The US corn crop is in its critical pollination stage, and hot and dry conditions are weighing on yields. Gro’s model is currently signaling the US will have one of the weakest corn harvests in years.
Current predictions by Gro’s machine-learning US Corn Yield Forecast Model are lower than the USDA’s latest national yield projections. While the Gro model predicts comparatively stronger yields in some Eastern Corn Belt states, such as Wisconsin and Illinois, this is not enough to offset steeper yield declines in parts of the Western Corn Belt, including Nebraska and Kansas.
Overall, Gro’s forecast indicates that corn stocks in the US, the world’s largest producer and exporter of corn, will remain at some of their tightest levels in nearly a decade. With hot and dry conditions also depressing corn production in EU countries, and continued uncertainty around Ukraine grain exports, global corn supplies will decline in 2022/23 and contribute to food insecurity in many parts of the world already reeling from drought-induced crop shortfalls.
View Gro’s US Corn Monitor here, which displays the Gro US Corn Yield Forecast Model, Gro’s corn supply and demand balance sheet, stocks-to-use ratios, and other data.

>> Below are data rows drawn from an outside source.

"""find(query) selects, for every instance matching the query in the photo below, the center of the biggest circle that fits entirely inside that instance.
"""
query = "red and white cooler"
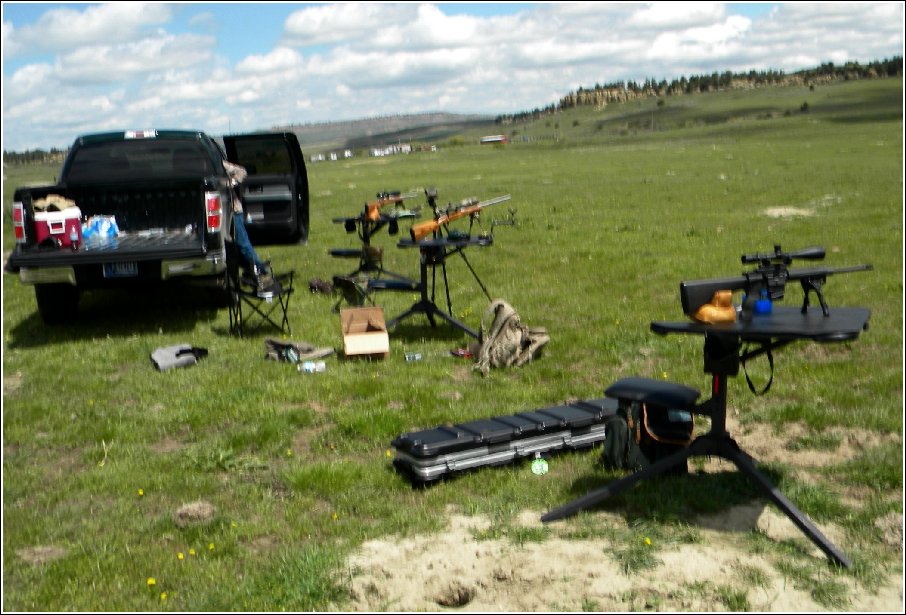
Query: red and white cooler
(63, 226)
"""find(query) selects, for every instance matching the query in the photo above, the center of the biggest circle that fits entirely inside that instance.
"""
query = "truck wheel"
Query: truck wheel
(57, 303)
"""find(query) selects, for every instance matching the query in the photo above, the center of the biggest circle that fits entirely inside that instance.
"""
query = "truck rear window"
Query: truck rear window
(264, 156)
(138, 160)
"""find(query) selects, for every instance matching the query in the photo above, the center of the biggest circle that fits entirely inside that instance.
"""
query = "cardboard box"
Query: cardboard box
(365, 332)
(63, 226)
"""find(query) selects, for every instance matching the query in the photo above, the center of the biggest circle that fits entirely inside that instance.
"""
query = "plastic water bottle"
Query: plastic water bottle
(312, 367)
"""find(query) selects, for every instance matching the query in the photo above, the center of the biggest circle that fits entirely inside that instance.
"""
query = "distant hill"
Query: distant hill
(380, 131)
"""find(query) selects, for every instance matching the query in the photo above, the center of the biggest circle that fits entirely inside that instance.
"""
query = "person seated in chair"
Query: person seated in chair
(259, 269)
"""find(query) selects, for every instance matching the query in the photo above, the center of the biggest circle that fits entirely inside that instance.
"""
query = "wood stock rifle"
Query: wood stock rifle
(469, 207)
(766, 282)
(373, 208)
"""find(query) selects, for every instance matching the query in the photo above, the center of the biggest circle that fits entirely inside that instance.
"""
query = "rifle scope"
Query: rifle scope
(813, 253)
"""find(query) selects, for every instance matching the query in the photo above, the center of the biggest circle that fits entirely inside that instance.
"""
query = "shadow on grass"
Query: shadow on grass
(697, 494)
(168, 308)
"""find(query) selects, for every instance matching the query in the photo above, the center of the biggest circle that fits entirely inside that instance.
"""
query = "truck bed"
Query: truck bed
(153, 244)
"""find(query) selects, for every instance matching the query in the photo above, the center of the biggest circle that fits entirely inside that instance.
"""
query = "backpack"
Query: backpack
(507, 342)
(653, 421)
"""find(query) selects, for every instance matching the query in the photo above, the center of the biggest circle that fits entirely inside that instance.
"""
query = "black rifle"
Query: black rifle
(768, 281)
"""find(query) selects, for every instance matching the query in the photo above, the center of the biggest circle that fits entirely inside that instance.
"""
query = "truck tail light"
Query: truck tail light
(213, 211)
(19, 222)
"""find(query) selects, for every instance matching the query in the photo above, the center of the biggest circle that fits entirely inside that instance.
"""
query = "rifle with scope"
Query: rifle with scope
(767, 282)
(373, 208)
(470, 207)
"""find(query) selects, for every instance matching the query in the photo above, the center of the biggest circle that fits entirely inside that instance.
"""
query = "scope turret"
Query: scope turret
(812, 253)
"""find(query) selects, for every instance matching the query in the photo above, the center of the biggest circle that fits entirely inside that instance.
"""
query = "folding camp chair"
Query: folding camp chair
(251, 309)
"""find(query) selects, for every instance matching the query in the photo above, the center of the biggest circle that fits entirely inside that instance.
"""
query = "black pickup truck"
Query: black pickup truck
(168, 198)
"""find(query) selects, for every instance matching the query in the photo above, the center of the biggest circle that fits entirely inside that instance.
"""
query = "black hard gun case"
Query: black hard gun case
(430, 454)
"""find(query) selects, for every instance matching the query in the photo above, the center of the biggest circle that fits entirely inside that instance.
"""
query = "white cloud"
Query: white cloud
(115, 63)
(87, 67)
(65, 29)
(676, 14)
(280, 59)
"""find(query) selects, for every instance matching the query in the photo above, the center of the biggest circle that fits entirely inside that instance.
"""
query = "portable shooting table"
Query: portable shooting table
(723, 354)
(433, 253)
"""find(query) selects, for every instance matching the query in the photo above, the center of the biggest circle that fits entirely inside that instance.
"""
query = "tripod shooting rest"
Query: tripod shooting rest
(357, 286)
(723, 354)
(433, 253)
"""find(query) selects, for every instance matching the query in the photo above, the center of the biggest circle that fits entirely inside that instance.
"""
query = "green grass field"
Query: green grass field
(614, 208)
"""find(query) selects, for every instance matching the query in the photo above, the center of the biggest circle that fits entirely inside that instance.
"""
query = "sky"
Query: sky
(76, 68)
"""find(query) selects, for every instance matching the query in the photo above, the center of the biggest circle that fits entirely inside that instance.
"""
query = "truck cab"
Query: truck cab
(275, 193)
(168, 197)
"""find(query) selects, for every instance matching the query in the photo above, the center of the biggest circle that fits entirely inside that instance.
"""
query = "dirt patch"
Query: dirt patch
(454, 571)
(788, 212)
(11, 382)
(194, 513)
(41, 554)
(167, 445)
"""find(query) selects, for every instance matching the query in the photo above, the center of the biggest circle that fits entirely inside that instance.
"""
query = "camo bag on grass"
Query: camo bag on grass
(507, 342)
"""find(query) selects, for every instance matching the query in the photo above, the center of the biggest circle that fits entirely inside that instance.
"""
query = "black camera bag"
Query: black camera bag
(654, 420)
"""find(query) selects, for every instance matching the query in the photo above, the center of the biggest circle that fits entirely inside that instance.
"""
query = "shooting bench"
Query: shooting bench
(723, 354)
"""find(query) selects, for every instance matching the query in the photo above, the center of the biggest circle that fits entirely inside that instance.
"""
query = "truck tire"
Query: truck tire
(57, 303)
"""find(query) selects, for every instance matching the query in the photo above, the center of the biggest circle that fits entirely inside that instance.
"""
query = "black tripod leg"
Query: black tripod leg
(475, 275)
(599, 495)
(453, 321)
(747, 465)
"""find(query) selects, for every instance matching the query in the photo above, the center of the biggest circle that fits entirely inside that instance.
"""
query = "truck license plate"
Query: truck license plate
(121, 270)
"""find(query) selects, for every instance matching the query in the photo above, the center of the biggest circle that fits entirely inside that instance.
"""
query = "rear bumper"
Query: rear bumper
(78, 275)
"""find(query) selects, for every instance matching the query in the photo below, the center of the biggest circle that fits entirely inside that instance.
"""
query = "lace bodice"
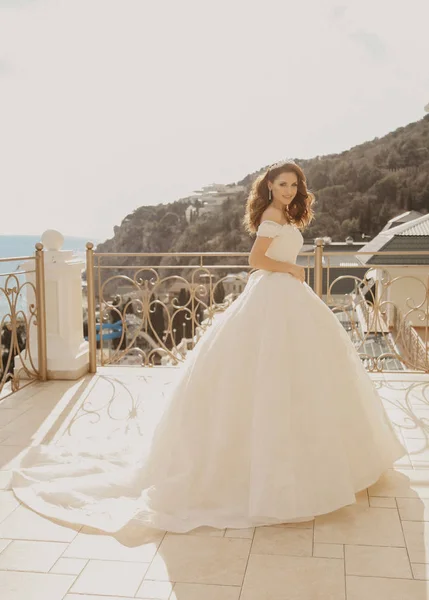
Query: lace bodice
(287, 240)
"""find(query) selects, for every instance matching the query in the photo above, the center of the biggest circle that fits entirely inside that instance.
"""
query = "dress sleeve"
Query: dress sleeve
(268, 229)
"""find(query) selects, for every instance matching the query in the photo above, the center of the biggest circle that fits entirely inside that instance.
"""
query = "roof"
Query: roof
(412, 235)
(410, 215)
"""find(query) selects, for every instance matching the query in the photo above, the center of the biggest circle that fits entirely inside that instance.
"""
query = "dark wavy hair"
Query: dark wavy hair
(299, 213)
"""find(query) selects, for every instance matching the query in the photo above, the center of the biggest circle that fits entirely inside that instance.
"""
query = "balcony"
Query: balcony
(375, 548)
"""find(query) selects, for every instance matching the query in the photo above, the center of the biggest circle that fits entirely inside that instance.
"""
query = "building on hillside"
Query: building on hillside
(399, 278)
(402, 219)
(210, 198)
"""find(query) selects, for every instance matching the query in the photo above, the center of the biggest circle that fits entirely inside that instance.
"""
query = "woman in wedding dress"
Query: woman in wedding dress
(273, 418)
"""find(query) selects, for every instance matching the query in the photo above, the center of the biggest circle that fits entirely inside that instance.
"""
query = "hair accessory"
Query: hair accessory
(280, 163)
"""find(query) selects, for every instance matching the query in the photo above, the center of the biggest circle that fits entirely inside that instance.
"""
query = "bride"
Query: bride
(273, 418)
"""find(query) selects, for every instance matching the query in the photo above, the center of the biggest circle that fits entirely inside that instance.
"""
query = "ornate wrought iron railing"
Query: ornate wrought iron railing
(163, 302)
(22, 311)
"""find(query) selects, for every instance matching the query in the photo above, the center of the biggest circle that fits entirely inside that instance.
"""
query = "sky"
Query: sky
(108, 105)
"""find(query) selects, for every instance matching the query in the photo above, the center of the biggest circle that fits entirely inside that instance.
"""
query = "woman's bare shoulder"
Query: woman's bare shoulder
(272, 214)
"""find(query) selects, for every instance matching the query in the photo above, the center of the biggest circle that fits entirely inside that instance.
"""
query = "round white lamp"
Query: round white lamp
(52, 239)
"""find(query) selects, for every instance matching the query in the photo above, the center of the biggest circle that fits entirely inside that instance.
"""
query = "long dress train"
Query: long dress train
(273, 419)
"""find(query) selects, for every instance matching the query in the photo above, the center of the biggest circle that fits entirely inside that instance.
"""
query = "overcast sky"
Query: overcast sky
(107, 105)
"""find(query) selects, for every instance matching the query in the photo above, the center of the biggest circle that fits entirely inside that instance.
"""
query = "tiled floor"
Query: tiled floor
(375, 549)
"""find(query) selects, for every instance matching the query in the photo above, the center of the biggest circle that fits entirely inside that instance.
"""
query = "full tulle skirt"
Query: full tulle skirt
(272, 419)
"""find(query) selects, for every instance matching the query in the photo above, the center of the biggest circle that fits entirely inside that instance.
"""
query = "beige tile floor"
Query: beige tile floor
(375, 549)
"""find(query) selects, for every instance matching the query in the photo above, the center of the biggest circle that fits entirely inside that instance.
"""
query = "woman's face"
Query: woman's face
(284, 189)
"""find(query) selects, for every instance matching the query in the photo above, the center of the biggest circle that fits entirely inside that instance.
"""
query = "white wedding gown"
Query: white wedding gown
(273, 419)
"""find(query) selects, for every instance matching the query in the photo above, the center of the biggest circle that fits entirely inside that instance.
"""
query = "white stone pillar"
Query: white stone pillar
(67, 351)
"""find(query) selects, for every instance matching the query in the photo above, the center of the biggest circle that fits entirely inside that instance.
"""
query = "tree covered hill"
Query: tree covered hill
(357, 192)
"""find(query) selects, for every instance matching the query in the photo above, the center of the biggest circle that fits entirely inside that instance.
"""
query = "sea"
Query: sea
(24, 245)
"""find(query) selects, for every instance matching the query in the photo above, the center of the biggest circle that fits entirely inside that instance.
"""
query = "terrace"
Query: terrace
(62, 387)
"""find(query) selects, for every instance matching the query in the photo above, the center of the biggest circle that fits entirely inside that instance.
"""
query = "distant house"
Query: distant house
(209, 198)
(340, 268)
(401, 281)
(402, 219)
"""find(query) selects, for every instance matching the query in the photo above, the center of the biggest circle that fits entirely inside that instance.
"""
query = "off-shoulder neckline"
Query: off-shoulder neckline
(279, 224)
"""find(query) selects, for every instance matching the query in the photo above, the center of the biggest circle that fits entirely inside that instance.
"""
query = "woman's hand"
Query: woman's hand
(298, 272)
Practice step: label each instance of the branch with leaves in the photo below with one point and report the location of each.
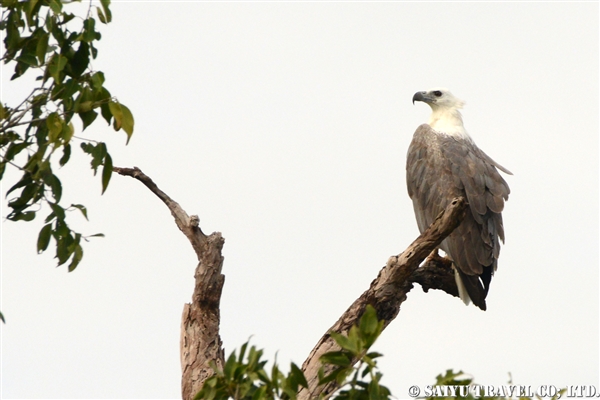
(36, 135)
(201, 346)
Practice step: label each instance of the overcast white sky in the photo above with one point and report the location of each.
(285, 127)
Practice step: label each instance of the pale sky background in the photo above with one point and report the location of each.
(285, 126)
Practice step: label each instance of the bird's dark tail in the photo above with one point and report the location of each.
(475, 288)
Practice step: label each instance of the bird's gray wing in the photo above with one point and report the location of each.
(475, 243)
(441, 167)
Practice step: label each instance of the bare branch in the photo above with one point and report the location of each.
(386, 293)
(200, 341)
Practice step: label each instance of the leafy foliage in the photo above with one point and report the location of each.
(348, 374)
(41, 36)
(244, 376)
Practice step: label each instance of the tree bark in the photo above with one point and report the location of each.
(200, 342)
(386, 293)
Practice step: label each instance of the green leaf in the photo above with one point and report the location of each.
(66, 155)
(98, 81)
(127, 121)
(106, 172)
(44, 238)
(55, 5)
(54, 123)
(77, 256)
(28, 59)
(58, 211)
(107, 13)
(56, 65)
(101, 16)
(117, 113)
(42, 47)
(54, 183)
(26, 216)
(81, 208)
(297, 376)
(87, 117)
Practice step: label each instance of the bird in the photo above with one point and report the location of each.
(443, 162)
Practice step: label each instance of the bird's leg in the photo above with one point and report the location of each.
(435, 258)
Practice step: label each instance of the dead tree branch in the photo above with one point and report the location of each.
(200, 341)
(387, 292)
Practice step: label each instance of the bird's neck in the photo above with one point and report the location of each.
(448, 121)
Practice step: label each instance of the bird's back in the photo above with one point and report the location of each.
(441, 167)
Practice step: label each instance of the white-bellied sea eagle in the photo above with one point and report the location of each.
(443, 162)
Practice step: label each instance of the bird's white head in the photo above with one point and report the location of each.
(445, 115)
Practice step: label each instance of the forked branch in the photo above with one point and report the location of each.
(386, 293)
(200, 340)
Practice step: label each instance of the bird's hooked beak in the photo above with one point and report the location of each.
(422, 96)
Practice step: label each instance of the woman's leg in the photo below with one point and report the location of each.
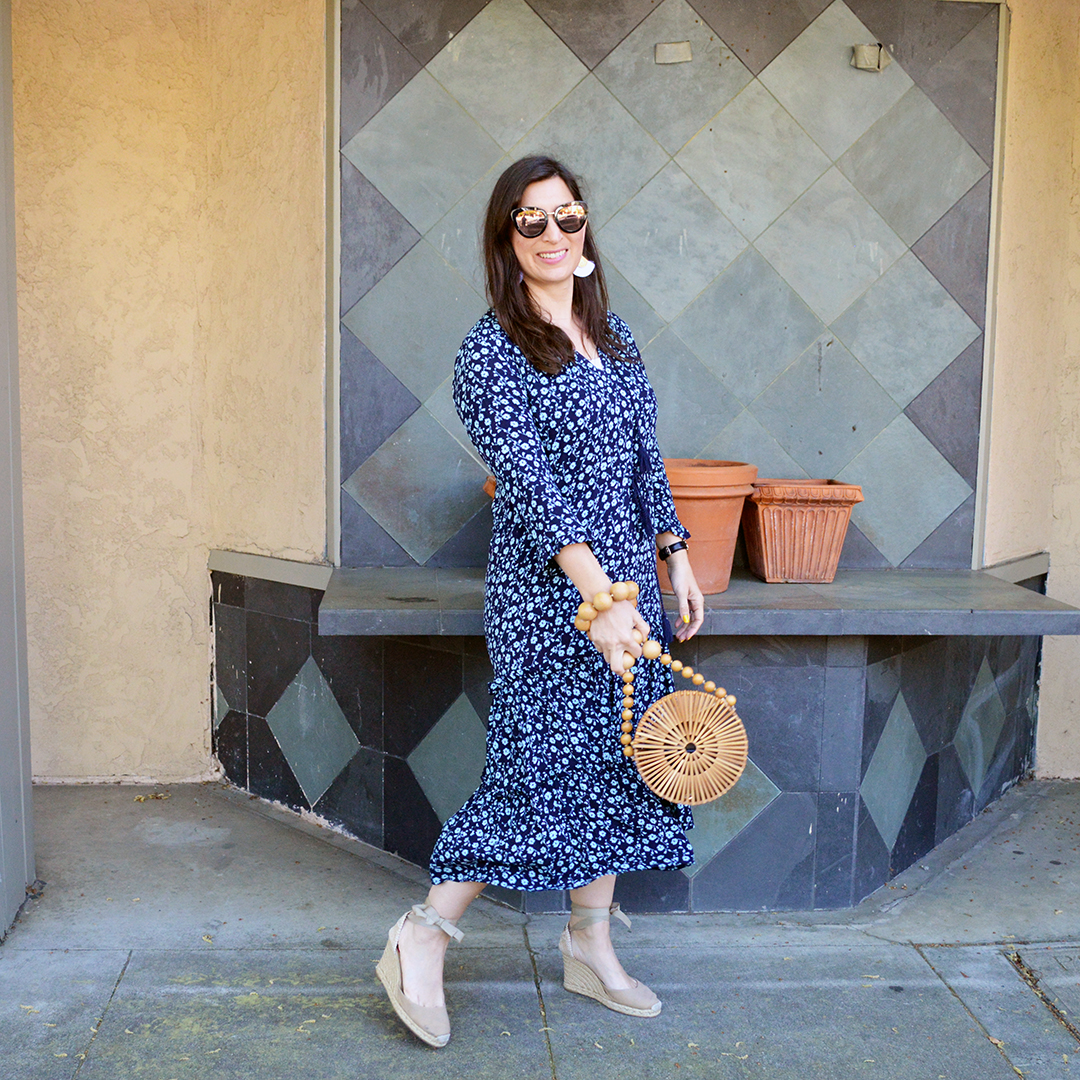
(422, 948)
(592, 942)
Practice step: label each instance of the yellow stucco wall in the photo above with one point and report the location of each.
(1034, 471)
(169, 180)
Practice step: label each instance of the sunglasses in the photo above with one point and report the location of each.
(531, 220)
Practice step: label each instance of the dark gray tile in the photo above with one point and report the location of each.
(757, 34)
(653, 891)
(963, 83)
(374, 235)
(277, 650)
(882, 685)
(230, 656)
(949, 544)
(592, 29)
(919, 35)
(872, 856)
(782, 709)
(955, 250)
(835, 849)
(354, 798)
(409, 825)
(352, 667)
(469, 545)
(948, 410)
(364, 542)
(859, 553)
(420, 686)
(268, 772)
(374, 67)
(424, 26)
(956, 805)
(841, 741)
(227, 588)
(753, 872)
(916, 836)
(230, 747)
(289, 602)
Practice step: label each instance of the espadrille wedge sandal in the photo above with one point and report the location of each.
(429, 1024)
(578, 977)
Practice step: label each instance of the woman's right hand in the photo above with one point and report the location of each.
(612, 633)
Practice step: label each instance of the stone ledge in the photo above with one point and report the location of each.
(377, 602)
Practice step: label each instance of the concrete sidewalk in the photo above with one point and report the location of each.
(207, 934)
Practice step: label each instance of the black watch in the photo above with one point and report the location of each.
(665, 553)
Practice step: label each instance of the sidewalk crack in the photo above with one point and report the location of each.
(100, 1020)
(543, 1010)
(1031, 979)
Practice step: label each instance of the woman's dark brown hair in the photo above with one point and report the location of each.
(547, 347)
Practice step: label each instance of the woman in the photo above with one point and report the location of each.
(552, 391)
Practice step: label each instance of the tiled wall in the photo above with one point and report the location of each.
(799, 247)
(865, 752)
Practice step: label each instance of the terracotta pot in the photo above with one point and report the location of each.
(709, 498)
(795, 528)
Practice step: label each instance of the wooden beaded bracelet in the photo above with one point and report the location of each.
(651, 650)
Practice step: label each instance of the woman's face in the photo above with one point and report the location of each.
(552, 257)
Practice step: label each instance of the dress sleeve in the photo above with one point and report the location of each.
(656, 490)
(490, 396)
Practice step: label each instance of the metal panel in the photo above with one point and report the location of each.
(16, 842)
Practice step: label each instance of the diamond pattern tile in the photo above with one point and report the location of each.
(907, 486)
(673, 100)
(753, 160)
(912, 165)
(962, 84)
(624, 300)
(374, 403)
(375, 65)
(592, 29)
(374, 235)
(955, 251)
(458, 235)
(420, 485)
(747, 326)
(947, 410)
(312, 731)
(831, 226)
(905, 329)
(824, 408)
(692, 403)
(716, 823)
(758, 32)
(424, 26)
(984, 716)
(483, 67)
(422, 151)
(609, 150)
(448, 763)
(670, 241)
(813, 79)
(919, 34)
(442, 407)
(745, 440)
(893, 772)
(416, 338)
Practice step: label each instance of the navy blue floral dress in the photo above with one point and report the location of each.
(576, 460)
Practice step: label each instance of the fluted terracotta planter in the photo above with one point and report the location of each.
(709, 499)
(795, 528)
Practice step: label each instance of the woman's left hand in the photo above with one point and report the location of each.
(691, 604)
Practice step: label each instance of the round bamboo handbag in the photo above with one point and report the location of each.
(690, 745)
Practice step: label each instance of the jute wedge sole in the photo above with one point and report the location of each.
(578, 977)
(429, 1024)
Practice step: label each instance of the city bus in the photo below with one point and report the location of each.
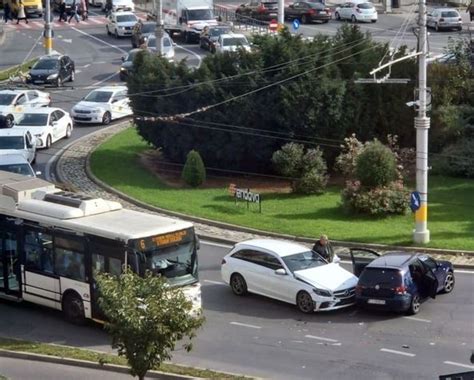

Soil moisture levels, weighted to US corn growing areas using Gro’s Climate Risk Navigator for Agriculture, show readings at their lowest in more than a decade, particularly in the West. Limited rainfall and above normal temperatures have reduced the corn crop’s moisture profile, putting stress on yields. The success of the 2022 corn crop will depend on how widely yields diverge between areas of the Western Corn Belt and the rest of the Corn Belt.
The GFS weather forecast for the next week, seen in the Gro Portal, turns exceptionally hot once again with above normal temperatures in portions of the Dakotas, Minnesota, parts of Iowa, Kansas, and as far south as Nebraska. The Eastern Corn Belt will see more moderate temperatures, albeit still warm, along with chances of rainfall.
Gro’s Climate Risk Navigator allows you to monitor growing conditions — including temperature, precipitation, and Gro indices for drought and vegetative health — highlighted for a specific crop’s planted area at the county, state, and national levels. View a Navigator display weighted for US corn here, or schedule a demo with our sales team here to learn how Climate Risk Navigator can be tailored to your organization’s needs.
While still early in the season for soybeans, Gro’s US Soybean Yield Forecast Model also currently indicates yields will be below the latest USDA projections. August and September weather have the greatest bearing on US soybean yields. However, extended weather forecasts as the calendar flips to August is not favorable for soybean pod set and pod fill.